The BioC API provides full-text articles from PubMed Central (PMC) in the BioC format — a simplified XML/JSON structure designed specifically for biomedical text mining. Unlike the standard PMC OAI service (which returns JATS XML), BioC pre-segments text into passages with offset annotations, making it ideal for NLP pipelines, named entity recognition, relation extraction, and other text mining tasks. Free, no authentication required.

API Endpoints

Base URL

https://www.ncbi.nlm.nih.gov/research/bionlp/RESTful/pmcoa.cgi/BioC_json/{PMCID}/unicode

Retrieve by PMC ID

# JSON format (recommended for programmatic use)
curl "https://www.ncbi.nlm.nih.gov/research/bionlp/RESTful/pmcoa.cgi/BioC_json/PMC6267067/unicode"

# XML format
curl "https://www.ncbi.nlm.nih.gov/research/bionlp/RESTful/pmcoa.cgi/BioC_xml/PMC6267067/unicode"
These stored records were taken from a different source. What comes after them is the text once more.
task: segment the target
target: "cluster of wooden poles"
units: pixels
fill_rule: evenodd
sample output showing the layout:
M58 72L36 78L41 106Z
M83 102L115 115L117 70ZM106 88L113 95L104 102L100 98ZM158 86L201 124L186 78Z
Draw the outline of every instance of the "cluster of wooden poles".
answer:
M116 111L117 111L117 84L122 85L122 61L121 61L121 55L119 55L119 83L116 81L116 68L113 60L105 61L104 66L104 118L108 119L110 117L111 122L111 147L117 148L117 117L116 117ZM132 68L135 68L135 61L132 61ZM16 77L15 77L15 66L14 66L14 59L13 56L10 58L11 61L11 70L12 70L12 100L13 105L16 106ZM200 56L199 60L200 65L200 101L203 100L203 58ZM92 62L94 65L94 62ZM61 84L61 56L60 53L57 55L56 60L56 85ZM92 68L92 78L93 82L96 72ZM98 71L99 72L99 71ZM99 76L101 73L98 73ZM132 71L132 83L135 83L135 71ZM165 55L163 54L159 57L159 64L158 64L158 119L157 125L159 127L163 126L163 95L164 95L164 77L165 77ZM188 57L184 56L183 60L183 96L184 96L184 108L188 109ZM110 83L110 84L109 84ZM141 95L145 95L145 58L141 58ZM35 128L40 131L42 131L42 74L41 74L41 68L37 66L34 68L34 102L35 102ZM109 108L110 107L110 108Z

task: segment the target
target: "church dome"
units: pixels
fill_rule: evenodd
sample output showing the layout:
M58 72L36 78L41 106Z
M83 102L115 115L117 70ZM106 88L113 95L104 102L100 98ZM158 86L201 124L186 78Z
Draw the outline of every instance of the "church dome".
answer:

# ASCII encoding (strips non-ASCII characters)
curl "https://www.ncbi.nlm.nih.gov/research/bionlp/RESTful/pmcoa.cgi/BioC_json/PMC6267067/ascii"

Retrieve by PubMed ID

# Convert PMID to PMCID first, then query
curl "https://www.ncbi.nlm.nih.gov/pmc/utils/idconv/v1.0/?ids=29346600&format=json"
# Returns: {"records": [{"pmid": "29346600", "pmcid": "PMC6267067", ...}]}

BioC JSON Structure

{
  "source": "PMC",
  "date": "2024-01-15",
  "key": "collection.key",
  "documents": [
    {
      "id": "PMC6267067",
      "passages": [
        {
          "infons": {
            "section_type": "TITLE",
            "type": "title"
          },
          "offset": 0,
          "text": "Article Title Here"
        },
        {
          "infons": {
            "section_type": "ABSTRACT",
            "type": "abstract"
          },
          "offset": 25,
          "text": "Background: This study investigates..."
        },
        {
          "infons": {
            "section_type": "INTRO",
            "type": "paragraph"
          },
          "offset": 350,
          "text": "The introduction text..."
        }
      ]
    }
  ]
}

Key fields:

```
passages[].infons.section_type
```
: TITLE, ABSTRACT, INTRO, METHODS, RESULTS, DISCUSS, CONCL, REF, FIG, TABLE
```
passages[].offset
```
: Character offset from document start
```
passages[].text
```
: Plain text content of the passage

Python Usage

import requests
import json

def get_bioc_article(pmcid: str, fmt: str = "json") -> dict:
    """Fetch a PMC article in BioC format."""
    url = f"https://www.ncbi.nlm.nih.gov/research/bionlp/RESTful/pmcoa.cgi/BioC_{fmt}/{pmcid}/unicode"
    resp = requests.get(url, timeout=30)
    resp.raise_for_status()
    return resp.json() if fmt == "json" else resp.text

def extract_sections(bioc_doc: dict) -> dict:
    """Extract text organized by section type."""
    sections = {}
    for doc in bioc_doc.get("documents", []):
        for passage in doc.get("passages", []):
            section = passage.get("infons", {}).get("section_type", "OTHER")
            text = passage.get("text", "")
            sections.setdefault(section, []).append(text)
    return {k: "\n".join(v) for k, v in sections.items()}

# Example: fetch and parse
article = get_bioc_article("PMC6267067")
sections = extract_sections(article)
print(f"Title: {sections.get('TITLE', 'N/A')}")
print(f"Abstract length: {len(sections.get('ABSTRACT', ''))} chars")
print(f"Sections found: {list(sections.keys())}")

Data Coverage

PMC Open Access Subset: ~4M+ articles with CC licenses
Author Manuscript Collection: NIH-funded author manuscripts
Updates: New articles added daily

Rate Limits

Follow NCBI standard: 3 requests per second
For bulk access, use the PMC FTP service instead

Add

tool=your_tool_name&email=your@email.com

to requests for priority queue

Citation

When using this API in publications, cite:

Comeau DC, Wei CH, Islamaj Dogan R, Lu Z. PMC text mining subset in BioC: about 3 million full text articles and growing. Bioinformatics, btz070, 2019.